I am reviewing a paper for a journal. The authors propose a new classification scheme. They then try to assess the classification accuracy using some novel predictor data. Standard classification techniques (SVM, KNN, etc) are used. I came to know of a detail of what they did, via the response document that they gave to my initial set of comments. Hence this message.
Let us say there are two ways to process the predictor data, and derive the prediction metrics (independent variables) associated with the classification. Let us call them M1 and M2 (method1 and method2). The authors first tried both the methods using the entire sample data set, and they concluded that M1 was better.

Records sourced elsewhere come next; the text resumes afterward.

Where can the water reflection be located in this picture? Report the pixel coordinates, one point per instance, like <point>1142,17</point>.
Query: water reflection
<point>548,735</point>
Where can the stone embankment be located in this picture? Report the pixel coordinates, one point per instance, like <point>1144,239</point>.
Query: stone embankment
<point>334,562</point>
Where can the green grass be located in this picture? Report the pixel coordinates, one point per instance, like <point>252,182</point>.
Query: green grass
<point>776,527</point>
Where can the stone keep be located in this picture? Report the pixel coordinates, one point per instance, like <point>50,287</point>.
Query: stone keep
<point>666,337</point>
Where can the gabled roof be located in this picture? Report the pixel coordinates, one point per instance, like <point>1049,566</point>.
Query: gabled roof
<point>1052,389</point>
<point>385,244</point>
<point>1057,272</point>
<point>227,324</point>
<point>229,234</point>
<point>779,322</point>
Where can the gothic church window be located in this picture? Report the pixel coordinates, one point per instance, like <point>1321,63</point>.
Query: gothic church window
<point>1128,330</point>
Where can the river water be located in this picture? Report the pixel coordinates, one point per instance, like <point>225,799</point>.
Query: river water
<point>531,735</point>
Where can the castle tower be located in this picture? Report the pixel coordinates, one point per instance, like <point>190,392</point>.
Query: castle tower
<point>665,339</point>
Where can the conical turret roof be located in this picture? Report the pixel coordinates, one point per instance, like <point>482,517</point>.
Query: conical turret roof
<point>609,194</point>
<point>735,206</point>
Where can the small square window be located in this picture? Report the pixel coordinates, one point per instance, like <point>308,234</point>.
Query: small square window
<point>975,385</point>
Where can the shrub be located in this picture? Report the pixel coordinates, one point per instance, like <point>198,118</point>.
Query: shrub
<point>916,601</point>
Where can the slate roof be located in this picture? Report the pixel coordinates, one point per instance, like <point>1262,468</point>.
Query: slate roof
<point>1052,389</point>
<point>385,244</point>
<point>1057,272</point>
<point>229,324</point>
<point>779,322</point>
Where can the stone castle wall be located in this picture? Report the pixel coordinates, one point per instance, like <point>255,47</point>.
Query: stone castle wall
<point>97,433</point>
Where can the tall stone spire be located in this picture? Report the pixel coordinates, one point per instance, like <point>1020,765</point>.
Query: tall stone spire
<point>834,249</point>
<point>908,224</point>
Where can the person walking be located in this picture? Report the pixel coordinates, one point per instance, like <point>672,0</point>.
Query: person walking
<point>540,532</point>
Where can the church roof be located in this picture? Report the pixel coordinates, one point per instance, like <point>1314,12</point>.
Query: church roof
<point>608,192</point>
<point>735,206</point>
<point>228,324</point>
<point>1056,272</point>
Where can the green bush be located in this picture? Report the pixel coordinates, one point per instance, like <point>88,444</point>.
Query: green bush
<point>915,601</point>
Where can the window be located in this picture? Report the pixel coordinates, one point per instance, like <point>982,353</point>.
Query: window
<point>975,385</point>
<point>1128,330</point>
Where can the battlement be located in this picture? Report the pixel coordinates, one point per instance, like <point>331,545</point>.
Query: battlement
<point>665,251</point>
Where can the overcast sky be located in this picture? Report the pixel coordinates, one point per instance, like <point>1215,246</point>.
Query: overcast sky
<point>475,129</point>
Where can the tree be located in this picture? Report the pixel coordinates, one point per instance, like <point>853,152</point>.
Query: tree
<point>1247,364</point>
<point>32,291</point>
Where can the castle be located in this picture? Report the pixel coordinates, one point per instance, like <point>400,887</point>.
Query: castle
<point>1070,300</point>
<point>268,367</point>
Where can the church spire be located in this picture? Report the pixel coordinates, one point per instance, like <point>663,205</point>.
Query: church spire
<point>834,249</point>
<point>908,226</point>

This was done because M1 was giving better results (accuracy stats) with the data. Then, they did their "main analysis" with M1. And in the final paper, they just talk about M1, and they give a logical-sounding reason for selecting M1. That is, they do not mention that they had tested M1 and M2. They derived accuracy stats using cross validation (train/test ratio 80:20). I think that these accuracy stats (eg, the overall accuracy, kappa values) associated with sample/M1 will now not represent that of the population. Am I right? Or is it just the confidence intervals associated with those stats?
I also think it is a version of "p-value hacking / data dregring". But it is more like "methods dredging", where they first use the data to select a "good/better" method. And then in the main paper, they do not mention this step. They (rather) give a logical reason for selecting method M1, and they go on to state the results of using this method.